Sure, you recognize a Tudor house when you see it. The half-timbering and steeply pitched roof are dead giveaways. Trying to pin down just what gives a fine Tudor home its charm, however, is not so easy. Maybe it's the rambling layout or the rich, earthy materials. Maybe it's the home's connection with this country's Anglo-Saxon heritage. "The whole thing with Tudor," says Yong Pak, a partner in the Atlanta-based residential design firm Pak Heydt and Associates, "is, how do you make it real?"

By "real," Pak means the style's early English roots. Emerging on the heels of the Gothic movement, the Tudor style thrived during the reign of the Tudor monarchs, from Henry VII in 1485 to the death of Elizabeth I in 1603. As English carpentry came of age, wealthy landowners traded the fortresslike character of Gothic castles for more domesticated homes with brick and timber-and-stucco façades and elegant rooms paneled in linenfold oak. These early examples grew organically down through the generations, sprawling over the English countryside.

In the 19th century, William Morris, a proponent of the Arts and Crafts movement, helped spark a Tudor revival in England that swept this country a few decades later. During the roaring '20s, the style became known as Stockbroker Tudor for its statement of conservative good taste and its popularity among the new-monied set.

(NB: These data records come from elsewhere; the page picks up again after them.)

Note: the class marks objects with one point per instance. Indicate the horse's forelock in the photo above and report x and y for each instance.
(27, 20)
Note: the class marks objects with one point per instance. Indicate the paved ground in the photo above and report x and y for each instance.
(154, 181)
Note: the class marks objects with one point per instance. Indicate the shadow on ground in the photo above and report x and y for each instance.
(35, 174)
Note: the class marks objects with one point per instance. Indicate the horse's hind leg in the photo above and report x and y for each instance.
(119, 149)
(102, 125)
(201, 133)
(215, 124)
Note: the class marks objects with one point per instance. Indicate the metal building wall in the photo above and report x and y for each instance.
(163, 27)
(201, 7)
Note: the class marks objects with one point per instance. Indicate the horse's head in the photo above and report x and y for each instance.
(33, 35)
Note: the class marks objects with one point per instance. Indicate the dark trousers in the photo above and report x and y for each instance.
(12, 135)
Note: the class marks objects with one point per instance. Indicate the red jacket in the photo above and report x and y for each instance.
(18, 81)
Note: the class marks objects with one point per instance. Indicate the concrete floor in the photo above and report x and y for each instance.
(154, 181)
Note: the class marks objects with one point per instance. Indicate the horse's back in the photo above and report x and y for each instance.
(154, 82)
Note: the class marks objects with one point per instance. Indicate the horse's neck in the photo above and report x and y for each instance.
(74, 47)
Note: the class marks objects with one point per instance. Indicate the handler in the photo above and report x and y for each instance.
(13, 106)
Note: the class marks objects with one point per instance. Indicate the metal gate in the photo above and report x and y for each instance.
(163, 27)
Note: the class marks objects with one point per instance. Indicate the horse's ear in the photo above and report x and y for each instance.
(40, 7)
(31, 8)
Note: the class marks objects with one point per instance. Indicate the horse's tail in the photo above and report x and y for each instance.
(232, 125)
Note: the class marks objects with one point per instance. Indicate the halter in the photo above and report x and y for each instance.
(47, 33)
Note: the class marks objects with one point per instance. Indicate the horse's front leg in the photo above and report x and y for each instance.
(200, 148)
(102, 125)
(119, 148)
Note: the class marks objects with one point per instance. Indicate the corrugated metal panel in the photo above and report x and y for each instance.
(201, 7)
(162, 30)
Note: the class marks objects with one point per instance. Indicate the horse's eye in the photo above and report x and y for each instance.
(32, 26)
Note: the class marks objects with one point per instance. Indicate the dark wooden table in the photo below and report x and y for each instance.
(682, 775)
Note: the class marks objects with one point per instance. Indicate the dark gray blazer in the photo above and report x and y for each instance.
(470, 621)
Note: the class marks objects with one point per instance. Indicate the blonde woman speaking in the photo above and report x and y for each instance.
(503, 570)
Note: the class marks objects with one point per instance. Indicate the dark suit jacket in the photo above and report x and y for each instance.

Tudor homes tend to be asymmetrical, with façades of dark timbers and stucco, brick, or limestone. Roofs are steeply pitched and complex, with gable ends poking this way and that. Massive chimneys crowned with chimney pots thrust skyward. Bays of casement windows with diamond-paned leaded glass jut out from exterior walls. Inside, the layout is also asymmetrical, with a central great room -- a characteristic carried over from castle architecture -- anchoring a series of smaller, more specifically functional rooms designated for dining, sleeping, and reading.

Today, homeowners are choosing the Tudor style as a backlash against "McMansions." Instead of formal, look-at-me homes with cavernous rooms and soaring ceilings, Tudors tend to be informal and romantic, conjuring associations of aristocracy and unstudied wealth. Just as they did during the early 20th-century Tudor explosion, these houses add a patina of age to new neighborhoods, with a nod to our English past.

Whether they feature a classic half-timbered façade or a limestone façade like the homes of the Cotswolds, the best contemporary homes are about the quality of the experience rather than how they look from the street. "There's a certain sublime feeling you get from a Tudor house," says Pak. "Part of it is the romance of the materials and craftsmanship, and part of it is the coziness."